Au Haut-Katanga, la politique tient de plus en plus du théâtre d’ombres. À cour de scène, Martin KAZEMBE, gouverneur intérimaire au parcours sinueux, s’improvise metteur en scène d’un drame où la compétence cède le pas au simulacre. Sur les réseaux, une cohorte de politicailleurs en quête de visibilité — ces affidés qui s’auto-proclament « leaders » sans ancrage réel — claironnent leur loyauté à KAZEMBE tout en cherchant à délégitimer un « Gouverneur bâtisseur », Jacques KYABULA. Son péché? Une gestion qui contrarie les appétits des nouveaux venus, lesquels poussent KAZEMBE à bricoler un remaniement à la hâte. Harponné par des alliés à la morale variable, l’intérimaire flirte avec les zones grises du droit, pactise avec des faiseurs d’influence qui troquent la vision politique contre des bénédictions ésotériques importées de Kinshasa, et transforme le débat public en farce où l’affichage remplace l’efficacité.

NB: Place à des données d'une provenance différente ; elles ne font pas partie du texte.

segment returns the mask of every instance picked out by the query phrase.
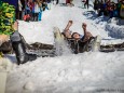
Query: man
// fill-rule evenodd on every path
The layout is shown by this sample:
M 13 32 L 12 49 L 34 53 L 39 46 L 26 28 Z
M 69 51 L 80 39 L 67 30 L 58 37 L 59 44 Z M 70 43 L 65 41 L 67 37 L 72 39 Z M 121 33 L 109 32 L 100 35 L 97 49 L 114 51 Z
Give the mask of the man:
M 67 26 L 66 26 L 66 28 L 65 28 L 65 30 L 64 30 L 64 34 L 65 34 L 66 38 L 73 38 L 75 40 L 80 40 L 81 39 L 83 42 L 85 42 L 85 41 L 88 41 L 89 38 L 93 37 L 92 34 L 86 30 L 86 24 L 85 23 L 82 24 L 82 28 L 84 30 L 84 36 L 83 37 L 82 37 L 82 35 L 80 35 L 78 32 L 71 34 L 71 31 L 69 29 L 71 25 L 72 25 L 72 21 L 69 21 Z
M 11 42 L 12 42 L 12 46 L 13 50 L 16 54 L 16 58 L 17 58 L 17 64 L 24 64 L 28 61 L 35 61 L 37 59 L 37 55 L 36 54 L 28 54 L 26 52 L 26 41 L 23 38 L 23 36 L 18 32 L 18 23 L 15 22 L 14 25 L 12 26 L 13 29 L 15 30 L 15 32 L 13 32 L 11 35 Z
M 72 25 L 72 21 L 69 21 L 65 30 L 64 30 L 64 35 L 66 38 L 71 38 L 74 39 L 78 42 L 78 45 L 80 46 L 80 51 L 84 52 L 84 51 L 88 51 L 87 45 L 89 43 L 89 41 L 94 38 L 92 36 L 92 34 L 89 31 L 86 30 L 86 24 L 83 23 L 82 24 L 82 28 L 84 31 L 84 36 L 78 34 L 78 32 L 73 32 L 71 34 L 70 31 L 70 26 Z M 78 50 L 75 51 L 75 53 L 78 52 Z

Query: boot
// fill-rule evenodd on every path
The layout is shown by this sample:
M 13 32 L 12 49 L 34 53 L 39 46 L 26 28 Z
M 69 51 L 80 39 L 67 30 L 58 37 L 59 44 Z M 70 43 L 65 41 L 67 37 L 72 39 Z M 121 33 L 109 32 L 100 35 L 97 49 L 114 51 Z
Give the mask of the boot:
M 35 61 L 37 58 L 37 55 L 35 54 L 27 54 L 26 53 L 26 44 L 23 42 L 24 40 L 20 38 L 20 35 L 18 31 L 15 31 L 11 36 L 12 46 L 16 54 L 17 64 L 24 64 L 28 61 Z

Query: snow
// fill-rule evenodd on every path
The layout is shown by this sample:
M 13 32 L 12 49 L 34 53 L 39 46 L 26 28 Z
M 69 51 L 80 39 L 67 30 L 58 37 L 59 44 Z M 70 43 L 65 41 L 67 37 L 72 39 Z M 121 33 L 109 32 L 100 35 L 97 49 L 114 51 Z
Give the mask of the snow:
M 82 23 L 93 36 L 99 35 L 101 44 L 123 42 L 124 38 L 109 36 L 107 17 L 96 17 L 94 11 L 75 6 L 52 5 L 41 22 L 19 21 L 19 32 L 28 43 L 54 44 L 53 27 L 63 31 L 69 19 L 70 28 L 83 35 Z M 88 12 L 87 12 L 88 11 Z M 122 27 L 109 23 L 113 31 Z M 108 27 L 109 28 L 109 27 Z M 123 31 L 123 30 L 122 30 Z M 116 32 L 114 34 L 116 35 Z M 33 62 L 14 65 L 8 75 L 6 93 L 120 93 L 124 92 L 124 52 L 85 52 L 56 57 L 39 57 Z

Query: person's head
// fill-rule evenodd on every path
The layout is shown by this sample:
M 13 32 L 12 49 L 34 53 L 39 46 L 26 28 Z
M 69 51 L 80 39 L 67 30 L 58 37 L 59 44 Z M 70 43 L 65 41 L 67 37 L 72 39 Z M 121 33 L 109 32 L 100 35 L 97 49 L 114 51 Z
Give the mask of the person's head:
M 71 37 L 72 37 L 73 39 L 80 39 L 80 34 L 73 32 L 73 34 L 71 35 Z

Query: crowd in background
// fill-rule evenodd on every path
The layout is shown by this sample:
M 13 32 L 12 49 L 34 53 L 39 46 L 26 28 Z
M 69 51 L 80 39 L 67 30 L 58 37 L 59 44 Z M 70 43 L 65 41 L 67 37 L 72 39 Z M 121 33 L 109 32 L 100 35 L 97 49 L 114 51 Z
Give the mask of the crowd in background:
M 50 10 L 51 0 L 18 0 L 17 19 L 41 21 L 42 12 Z
M 116 3 L 111 0 L 95 0 L 94 10 L 98 12 L 98 16 L 124 18 L 124 0 L 118 0 Z

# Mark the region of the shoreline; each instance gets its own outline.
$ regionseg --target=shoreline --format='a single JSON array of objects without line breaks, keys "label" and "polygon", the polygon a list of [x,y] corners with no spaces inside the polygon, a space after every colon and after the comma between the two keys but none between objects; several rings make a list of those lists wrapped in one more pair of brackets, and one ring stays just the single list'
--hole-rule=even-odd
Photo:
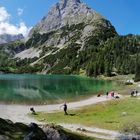
[{"label": "shoreline", "polygon": [[[68,109],[78,109],[83,106],[96,104],[99,102],[104,102],[111,100],[112,98],[107,98],[106,96],[96,97],[93,96],[89,99],[76,101],[76,102],[69,102],[67,103]],[[0,104],[0,118],[10,119],[13,122],[22,122],[25,124],[35,122],[39,123],[37,120],[30,118],[28,113],[30,112],[30,108],[34,107],[36,112],[54,112],[60,111],[60,106],[62,104],[48,104],[48,105],[5,105]]]}]

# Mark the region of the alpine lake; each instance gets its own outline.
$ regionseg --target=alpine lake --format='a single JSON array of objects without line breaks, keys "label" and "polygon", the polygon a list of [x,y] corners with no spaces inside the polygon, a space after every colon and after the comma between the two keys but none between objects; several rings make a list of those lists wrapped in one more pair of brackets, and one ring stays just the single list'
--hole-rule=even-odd
[{"label": "alpine lake", "polygon": [[75,75],[0,74],[0,103],[61,103],[118,88],[120,85],[113,81]]}]

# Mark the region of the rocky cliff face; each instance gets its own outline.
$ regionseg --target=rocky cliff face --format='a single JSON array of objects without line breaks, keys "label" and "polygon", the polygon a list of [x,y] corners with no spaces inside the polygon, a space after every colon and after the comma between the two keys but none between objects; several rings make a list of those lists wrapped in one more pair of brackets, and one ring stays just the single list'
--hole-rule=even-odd
[{"label": "rocky cliff face", "polygon": [[80,0],[59,0],[33,27],[21,45],[24,49],[13,45],[12,54],[17,53],[15,65],[21,67],[20,73],[78,74],[80,69],[87,71],[100,45],[116,35],[110,21]]},{"label": "rocky cliff face", "polygon": [[0,35],[0,44],[7,43],[10,41],[21,40],[23,38],[24,37],[22,34],[18,34],[18,35],[1,34]]},{"label": "rocky cliff face", "polygon": [[99,19],[103,19],[103,17],[86,4],[81,3],[80,0],[60,0],[50,9],[48,15],[43,17],[31,30],[29,36],[34,32],[47,33],[66,25],[71,26],[83,22],[90,24]]}]

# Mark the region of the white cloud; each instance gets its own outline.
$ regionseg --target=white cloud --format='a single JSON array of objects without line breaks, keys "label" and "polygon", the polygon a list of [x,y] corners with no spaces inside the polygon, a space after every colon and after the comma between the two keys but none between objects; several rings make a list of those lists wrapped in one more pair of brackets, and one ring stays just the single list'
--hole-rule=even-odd
[{"label": "white cloud", "polygon": [[5,7],[0,7],[0,22],[8,20],[10,15],[6,11]]},{"label": "white cloud", "polygon": [[0,7],[0,34],[23,34],[26,37],[31,28],[28,28],[23,21],[18,25],[10,23],[10,16],[5,7]]},{"label": "white cloud", "polygon": [[24,12],[23,9],[21,9],[21,8],[18,8],[18,9],[17,9],[17,14],[18,14],[18,16],[21,16],[21,15],[23,14],[23,12]]}]

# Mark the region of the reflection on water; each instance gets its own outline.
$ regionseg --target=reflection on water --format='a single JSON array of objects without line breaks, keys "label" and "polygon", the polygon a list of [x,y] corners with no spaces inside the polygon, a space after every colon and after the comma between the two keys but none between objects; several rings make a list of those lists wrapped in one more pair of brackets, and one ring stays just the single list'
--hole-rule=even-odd
[{"label": "reflection on water", "polygon": [[64,75],[0,75],[0,101],[12,103],[47,103],[78,99],[97,92],[106,92],[117,84]]}]

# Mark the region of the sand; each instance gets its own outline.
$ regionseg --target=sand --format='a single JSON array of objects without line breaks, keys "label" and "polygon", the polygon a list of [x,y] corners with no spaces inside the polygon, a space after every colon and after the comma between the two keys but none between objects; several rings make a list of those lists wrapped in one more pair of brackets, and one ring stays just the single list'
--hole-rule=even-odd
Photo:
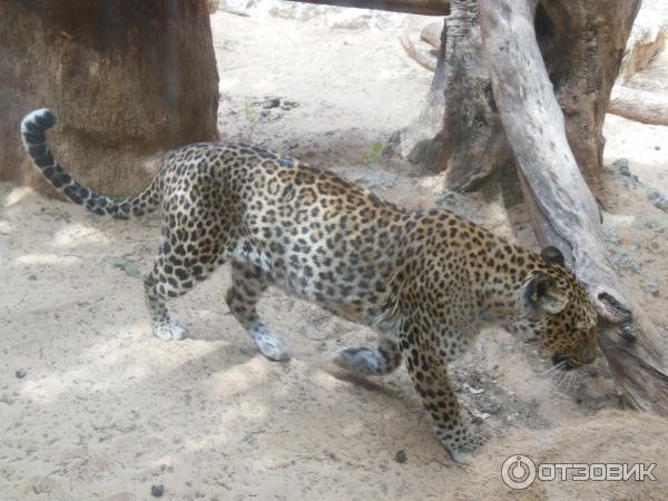
[{"label": "sand", "polygon": [[[411,18],[413,29],[429,21]],[[507,214],[484,193],[450,194],[442,177],[375,155],[418,115],[431,80],[403,53],[395,26],[331,29],[261,11],[218,12],[212,24],[223,137],[333,168],[407,207],[451,207],[536,246],[520,203]],[[652,68],[665,72],[666,57]],[[285,109],[264,108],[266,97]],[[647,191],[668,191],[668,127],[609,117],[606,136],[607,164],[625,158],[638,176],[606,171],[606,232],[666,333],[668,214]],[[616,411],[602,360],[553,381],[541,376],[550,363],[536,346],[483,332],[452,373],[490,440],[459,465],[403,369],[361,381],[328,363],[338,347],[372,344],[371,331],[271,289],[261,312],[294,355],[265,360],[224,302],[227,267],[174,302],[190,337],[158,341],[141,283],[158,225],[0,184],[0,499],[143,500],[154,485],[170,500],[668,499],[668,422]],[[513,454],[655,462],[657,481],[511,492],[500,470]]]}]

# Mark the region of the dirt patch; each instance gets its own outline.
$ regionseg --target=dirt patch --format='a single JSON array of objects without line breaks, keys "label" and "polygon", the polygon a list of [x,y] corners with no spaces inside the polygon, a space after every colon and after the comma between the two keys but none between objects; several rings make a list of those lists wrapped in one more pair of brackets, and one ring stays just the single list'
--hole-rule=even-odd
[{"label": "dirt patch", "polygon": [[[431,79],[391,28],[226,13],[212,22],[223,137],[335,169],[406,207],[451,208],[536,248],[520,199],[449,193],[442,177],[375,148],[416,116]],[[668,128],[609,119],[606,232],[666,332],[668,214],[647,190],[666,189],[668,160],[655,147],[668,145]],[[227,267],[174,302],[189,338],[151,337],[141,274],[157,245],[156,218],[102,219],[0,184],[2,499],[150,499],[159,485],[175,500],[668,499],[668,424],[610,411],[618,399],[602,360],[549,379],[533,343],[483,332],[452,373],[490,442],[456,465],[403,370],[360,381],[328,364],[336,348],[373,343],[371,331],[269,289],[261,313],[294,348],[272,363],[228,314]],[[512,454],[656,462],[658,480],[511,492],[500,470]]]}]

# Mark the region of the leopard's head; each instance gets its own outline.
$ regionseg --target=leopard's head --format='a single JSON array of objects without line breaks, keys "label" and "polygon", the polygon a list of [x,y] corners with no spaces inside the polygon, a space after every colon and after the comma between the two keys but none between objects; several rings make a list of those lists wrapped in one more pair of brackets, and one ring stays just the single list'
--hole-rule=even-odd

De l’entourage de KAZEMBE pleuvent alors mensonges, calomnies et campagnes de dénigrement, visant inlassablement Jacques KYABULA — cible commode d’une offensive verbale méthodiquement orchestrée. Mais la vraie question demeure, brutale: KAZEMBE dispose-t-il d’un mandat réel adoubé par Kinshasa, ou n’agite-t-il que des promesses creuses et des soutiens imaginaires? Dans une province où la règle s’efface trop souvent devant l’arbitraire, cette ambiguïté savamment entretenue ajoute une couche de confusion à un climat déjà saturé d’opacité.

Le spectacle offert aux Katangais confine à la désolation: une méprise collective où l’Assemblée provinciale, corsetée, peine à jouer son rôle, vidant de sa substance toute prétention de légalité. À l’horizon, la crise politique s’épaissit tandis que la majorité silencieuse gronde, exaspérée par l’écart béant entre les promesses de gouvernance et la gestion chaotique du présent. Ce théâtre — monté par KAZEMBE et ses quatre griots — souligne l’absurdité d’un système qui confond communication et cap, rumeur et capabilité. Aveuglé par l’ivresse des applaudissements de circonstance, l’intérimaire ne voit pas que la salle change de ton: les bravos faiblissent, les huées se préparent. Et lorsqu’elles éclateront, elles ne sanctionneront pas seulement une personne, mais tout un mode opératoire fondé sur l’illusion.